Today, July 24th 2023, marks the centenary of the Lausanne Treaty. Following the first world war, the Conference of Lausanne began in November 1922 between the Ottoman Empire and the allies to arrange a new agreement that would replace the Treaty of Sevres, that Turkey’s new leader Mustafa Kemal Ataturk would not recognize.
Concluding in July, the treaty the conference produced mandated population exchanges between Turkey and Greece as well as unrestricted civilian passage through the Turkish states. The greater Kurdistan was divided into four parts among the newly created states of Syria and Iraq and the rest of the Ottoman Empire to modern day Turkey. Kurds, as well as Armenians, had no role in the whole treaty- and their territorial ambitions were shattered. The treaty hindered the emergence of democracy and enabled authoritarianism in the Middle East.
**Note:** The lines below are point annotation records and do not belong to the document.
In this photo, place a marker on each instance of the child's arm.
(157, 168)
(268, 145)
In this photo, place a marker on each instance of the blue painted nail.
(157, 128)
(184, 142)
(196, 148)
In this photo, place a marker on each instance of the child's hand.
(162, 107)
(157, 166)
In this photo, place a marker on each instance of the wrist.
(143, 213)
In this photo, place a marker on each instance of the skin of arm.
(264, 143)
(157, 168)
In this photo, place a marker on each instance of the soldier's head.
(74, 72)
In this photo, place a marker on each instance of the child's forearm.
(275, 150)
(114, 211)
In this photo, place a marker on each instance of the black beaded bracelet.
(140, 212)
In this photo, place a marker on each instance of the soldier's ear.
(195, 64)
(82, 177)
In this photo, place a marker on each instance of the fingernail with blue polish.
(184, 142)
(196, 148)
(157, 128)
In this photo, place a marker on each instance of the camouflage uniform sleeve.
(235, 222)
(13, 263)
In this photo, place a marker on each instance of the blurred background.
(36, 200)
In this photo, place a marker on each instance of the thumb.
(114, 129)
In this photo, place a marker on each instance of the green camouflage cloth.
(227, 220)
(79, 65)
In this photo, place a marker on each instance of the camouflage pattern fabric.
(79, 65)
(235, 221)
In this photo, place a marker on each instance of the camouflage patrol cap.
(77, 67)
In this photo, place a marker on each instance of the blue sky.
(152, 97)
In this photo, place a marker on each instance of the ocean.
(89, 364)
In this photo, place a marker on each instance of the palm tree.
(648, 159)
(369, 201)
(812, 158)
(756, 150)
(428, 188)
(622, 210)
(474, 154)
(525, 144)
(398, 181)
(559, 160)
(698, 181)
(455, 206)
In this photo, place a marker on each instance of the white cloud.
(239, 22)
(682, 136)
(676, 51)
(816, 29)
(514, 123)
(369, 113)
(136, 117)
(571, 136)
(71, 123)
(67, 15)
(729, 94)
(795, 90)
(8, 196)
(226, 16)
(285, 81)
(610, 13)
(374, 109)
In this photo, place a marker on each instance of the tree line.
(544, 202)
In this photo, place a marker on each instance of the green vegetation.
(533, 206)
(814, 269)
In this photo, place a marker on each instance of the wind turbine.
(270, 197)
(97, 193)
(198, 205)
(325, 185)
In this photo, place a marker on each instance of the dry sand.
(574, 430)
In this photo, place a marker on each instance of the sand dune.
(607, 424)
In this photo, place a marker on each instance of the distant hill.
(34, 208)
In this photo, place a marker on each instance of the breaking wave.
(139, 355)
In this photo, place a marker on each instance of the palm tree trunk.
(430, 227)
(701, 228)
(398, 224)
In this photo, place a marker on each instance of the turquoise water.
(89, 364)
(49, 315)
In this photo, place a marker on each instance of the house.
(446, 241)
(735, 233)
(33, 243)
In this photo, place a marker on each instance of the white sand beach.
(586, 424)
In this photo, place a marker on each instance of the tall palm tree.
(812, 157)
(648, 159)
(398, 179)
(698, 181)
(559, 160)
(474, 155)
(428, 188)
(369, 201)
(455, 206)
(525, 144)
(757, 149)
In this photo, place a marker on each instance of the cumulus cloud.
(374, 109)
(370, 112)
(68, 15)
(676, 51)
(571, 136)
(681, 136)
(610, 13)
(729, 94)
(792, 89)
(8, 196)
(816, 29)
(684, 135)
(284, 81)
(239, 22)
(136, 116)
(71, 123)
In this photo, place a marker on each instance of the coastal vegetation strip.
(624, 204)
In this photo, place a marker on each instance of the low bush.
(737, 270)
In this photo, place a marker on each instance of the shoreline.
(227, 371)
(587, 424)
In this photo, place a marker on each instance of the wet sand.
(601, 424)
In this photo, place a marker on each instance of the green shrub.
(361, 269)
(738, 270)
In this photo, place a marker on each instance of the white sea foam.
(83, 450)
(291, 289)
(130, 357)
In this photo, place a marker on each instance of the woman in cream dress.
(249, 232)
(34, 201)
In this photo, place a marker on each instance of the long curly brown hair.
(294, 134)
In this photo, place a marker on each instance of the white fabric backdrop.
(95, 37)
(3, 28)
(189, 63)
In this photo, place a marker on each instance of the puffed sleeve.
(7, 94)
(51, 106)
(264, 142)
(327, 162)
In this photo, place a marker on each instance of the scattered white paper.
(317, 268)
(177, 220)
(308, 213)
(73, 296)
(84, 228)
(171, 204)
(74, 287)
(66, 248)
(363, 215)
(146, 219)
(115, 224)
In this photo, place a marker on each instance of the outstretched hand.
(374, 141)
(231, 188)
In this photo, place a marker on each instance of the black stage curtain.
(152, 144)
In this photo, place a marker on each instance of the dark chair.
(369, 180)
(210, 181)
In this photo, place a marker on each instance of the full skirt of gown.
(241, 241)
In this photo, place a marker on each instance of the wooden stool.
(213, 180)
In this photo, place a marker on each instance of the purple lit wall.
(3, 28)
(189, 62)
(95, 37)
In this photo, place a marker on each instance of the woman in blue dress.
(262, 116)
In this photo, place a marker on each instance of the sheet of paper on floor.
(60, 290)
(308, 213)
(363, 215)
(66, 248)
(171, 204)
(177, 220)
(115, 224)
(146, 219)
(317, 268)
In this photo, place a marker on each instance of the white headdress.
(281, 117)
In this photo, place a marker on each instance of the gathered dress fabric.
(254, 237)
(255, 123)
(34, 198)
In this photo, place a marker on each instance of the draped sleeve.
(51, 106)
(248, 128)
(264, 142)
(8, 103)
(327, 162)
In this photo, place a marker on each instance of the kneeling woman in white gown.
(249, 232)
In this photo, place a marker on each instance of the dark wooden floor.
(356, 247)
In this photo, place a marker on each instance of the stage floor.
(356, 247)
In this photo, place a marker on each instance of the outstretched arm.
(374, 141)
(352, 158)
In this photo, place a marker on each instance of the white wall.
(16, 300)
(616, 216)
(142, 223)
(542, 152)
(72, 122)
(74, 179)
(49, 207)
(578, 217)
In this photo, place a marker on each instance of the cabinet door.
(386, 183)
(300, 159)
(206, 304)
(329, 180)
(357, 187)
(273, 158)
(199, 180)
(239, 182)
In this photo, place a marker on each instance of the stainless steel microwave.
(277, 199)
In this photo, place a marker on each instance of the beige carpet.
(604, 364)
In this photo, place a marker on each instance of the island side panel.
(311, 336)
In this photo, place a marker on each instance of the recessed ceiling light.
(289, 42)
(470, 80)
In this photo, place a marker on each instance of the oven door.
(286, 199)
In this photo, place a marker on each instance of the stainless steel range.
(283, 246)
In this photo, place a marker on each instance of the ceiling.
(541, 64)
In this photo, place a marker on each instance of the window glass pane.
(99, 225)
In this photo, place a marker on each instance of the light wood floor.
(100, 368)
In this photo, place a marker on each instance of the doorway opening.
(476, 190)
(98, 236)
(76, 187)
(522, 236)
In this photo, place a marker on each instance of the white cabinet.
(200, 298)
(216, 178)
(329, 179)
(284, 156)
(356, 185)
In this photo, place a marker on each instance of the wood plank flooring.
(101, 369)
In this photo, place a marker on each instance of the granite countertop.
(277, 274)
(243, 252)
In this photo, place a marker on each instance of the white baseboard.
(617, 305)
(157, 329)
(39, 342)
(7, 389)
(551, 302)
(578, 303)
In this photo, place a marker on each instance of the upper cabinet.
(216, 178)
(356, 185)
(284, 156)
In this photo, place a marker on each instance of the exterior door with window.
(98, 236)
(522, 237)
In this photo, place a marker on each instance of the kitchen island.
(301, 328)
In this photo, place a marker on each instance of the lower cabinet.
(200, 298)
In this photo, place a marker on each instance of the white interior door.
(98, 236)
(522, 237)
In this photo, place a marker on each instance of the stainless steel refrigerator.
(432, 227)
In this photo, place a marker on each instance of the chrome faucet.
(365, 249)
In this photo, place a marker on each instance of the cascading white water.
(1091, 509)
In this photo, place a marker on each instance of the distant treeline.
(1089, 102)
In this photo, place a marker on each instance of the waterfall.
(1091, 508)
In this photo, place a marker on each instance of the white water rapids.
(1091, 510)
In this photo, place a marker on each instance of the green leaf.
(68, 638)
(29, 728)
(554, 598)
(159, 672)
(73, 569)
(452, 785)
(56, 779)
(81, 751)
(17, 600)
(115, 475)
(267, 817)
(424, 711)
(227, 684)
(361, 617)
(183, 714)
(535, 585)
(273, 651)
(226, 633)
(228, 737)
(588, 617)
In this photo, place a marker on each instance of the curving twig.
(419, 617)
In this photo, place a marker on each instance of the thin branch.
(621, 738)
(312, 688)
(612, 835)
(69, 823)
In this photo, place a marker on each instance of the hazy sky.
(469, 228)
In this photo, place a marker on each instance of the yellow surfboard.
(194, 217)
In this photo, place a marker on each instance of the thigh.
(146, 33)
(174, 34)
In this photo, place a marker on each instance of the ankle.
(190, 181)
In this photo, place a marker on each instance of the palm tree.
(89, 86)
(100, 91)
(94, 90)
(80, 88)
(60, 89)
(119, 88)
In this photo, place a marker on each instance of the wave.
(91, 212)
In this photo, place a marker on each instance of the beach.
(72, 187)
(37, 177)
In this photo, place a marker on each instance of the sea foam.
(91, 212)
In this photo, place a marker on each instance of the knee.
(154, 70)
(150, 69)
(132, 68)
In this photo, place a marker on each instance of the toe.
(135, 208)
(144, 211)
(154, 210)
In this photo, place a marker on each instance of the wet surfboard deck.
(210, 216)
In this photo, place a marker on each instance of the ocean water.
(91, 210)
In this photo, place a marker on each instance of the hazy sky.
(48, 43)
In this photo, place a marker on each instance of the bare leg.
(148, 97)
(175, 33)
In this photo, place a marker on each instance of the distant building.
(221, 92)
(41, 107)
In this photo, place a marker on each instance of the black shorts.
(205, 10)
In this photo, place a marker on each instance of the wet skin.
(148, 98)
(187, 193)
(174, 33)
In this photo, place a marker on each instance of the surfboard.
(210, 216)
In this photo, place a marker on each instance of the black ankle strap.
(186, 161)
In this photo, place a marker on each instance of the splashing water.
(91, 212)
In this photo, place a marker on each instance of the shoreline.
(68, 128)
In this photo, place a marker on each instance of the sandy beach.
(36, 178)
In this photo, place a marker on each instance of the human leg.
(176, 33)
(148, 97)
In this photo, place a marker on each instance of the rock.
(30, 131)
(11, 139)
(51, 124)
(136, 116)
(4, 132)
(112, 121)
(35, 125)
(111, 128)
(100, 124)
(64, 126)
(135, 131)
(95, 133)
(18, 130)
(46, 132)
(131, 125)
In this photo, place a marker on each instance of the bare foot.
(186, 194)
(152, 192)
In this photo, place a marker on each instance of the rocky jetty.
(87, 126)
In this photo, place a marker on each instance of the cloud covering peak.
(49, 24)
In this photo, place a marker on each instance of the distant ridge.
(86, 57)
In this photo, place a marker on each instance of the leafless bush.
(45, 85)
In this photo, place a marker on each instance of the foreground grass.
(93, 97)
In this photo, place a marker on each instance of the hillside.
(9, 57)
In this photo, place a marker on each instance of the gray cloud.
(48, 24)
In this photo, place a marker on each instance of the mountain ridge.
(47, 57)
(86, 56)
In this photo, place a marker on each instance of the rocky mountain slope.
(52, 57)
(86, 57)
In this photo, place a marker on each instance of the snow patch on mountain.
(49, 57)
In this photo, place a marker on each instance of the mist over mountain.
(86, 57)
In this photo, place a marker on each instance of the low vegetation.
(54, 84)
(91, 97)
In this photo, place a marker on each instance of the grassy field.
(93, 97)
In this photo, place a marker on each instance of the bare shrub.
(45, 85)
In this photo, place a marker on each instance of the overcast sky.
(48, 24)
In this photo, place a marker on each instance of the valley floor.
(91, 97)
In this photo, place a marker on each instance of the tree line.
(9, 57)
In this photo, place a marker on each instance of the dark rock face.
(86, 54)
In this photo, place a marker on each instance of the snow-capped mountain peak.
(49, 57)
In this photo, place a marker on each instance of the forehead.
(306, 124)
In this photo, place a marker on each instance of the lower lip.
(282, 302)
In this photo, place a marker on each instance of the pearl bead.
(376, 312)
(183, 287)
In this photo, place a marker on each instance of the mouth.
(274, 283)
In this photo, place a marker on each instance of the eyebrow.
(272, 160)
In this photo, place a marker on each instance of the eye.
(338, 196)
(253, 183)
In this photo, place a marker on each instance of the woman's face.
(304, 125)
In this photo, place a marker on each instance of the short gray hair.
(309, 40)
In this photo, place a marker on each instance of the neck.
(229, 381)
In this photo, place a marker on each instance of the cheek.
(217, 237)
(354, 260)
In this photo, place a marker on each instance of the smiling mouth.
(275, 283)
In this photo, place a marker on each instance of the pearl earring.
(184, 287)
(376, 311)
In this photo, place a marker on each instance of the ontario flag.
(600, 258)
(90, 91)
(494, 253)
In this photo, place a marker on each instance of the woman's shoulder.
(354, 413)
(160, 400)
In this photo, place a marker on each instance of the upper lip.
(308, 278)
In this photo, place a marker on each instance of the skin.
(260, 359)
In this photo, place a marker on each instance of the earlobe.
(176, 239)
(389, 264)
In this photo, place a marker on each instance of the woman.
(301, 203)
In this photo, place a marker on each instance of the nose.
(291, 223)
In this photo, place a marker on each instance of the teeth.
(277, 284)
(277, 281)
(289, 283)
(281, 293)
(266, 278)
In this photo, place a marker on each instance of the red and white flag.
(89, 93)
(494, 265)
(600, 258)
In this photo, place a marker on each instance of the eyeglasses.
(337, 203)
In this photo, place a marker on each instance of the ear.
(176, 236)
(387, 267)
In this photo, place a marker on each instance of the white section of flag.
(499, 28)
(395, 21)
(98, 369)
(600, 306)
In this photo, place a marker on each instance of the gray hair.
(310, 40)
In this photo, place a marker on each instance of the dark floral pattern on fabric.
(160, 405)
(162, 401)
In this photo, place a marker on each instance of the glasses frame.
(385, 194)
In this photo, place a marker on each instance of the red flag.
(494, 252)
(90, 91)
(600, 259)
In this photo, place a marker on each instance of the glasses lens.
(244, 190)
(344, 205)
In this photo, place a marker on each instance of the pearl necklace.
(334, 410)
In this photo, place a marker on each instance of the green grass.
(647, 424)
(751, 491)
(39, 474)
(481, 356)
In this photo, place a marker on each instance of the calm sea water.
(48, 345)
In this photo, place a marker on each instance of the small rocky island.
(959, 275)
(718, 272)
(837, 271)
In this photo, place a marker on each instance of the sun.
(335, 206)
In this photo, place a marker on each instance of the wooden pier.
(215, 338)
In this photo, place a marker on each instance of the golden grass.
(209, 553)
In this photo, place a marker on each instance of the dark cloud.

The trauma from this betrayal is still prevalent a centennial later. On July 22, 2023, 6,000 Kurds rallied in Lausanne in attempts to urge the international community to rethink the agreement and acknowledge the consequences it has had on the Kurdish peoples. Demonstrators hailed from all around Europe, and marched from Lake Geneva to the Palais de Rumine, the location where the treaty was signed.
Berivan Firat, a spokeswoman for the Kurdish Democratic Council of France, told AFP: “The Kurdish people, like all the peoples of the world, claim a right to be able to live with their identity on their own lands. This treaty opened the door to all sorts of bullying, all sorts of massacres toward the Kurdish people. Our detractors are the worst dictators in the Middle East and it is time to decriminalize the Kurdish movement and especially to review the Treaty of Lausanne, which has no value for us. It is null and void.”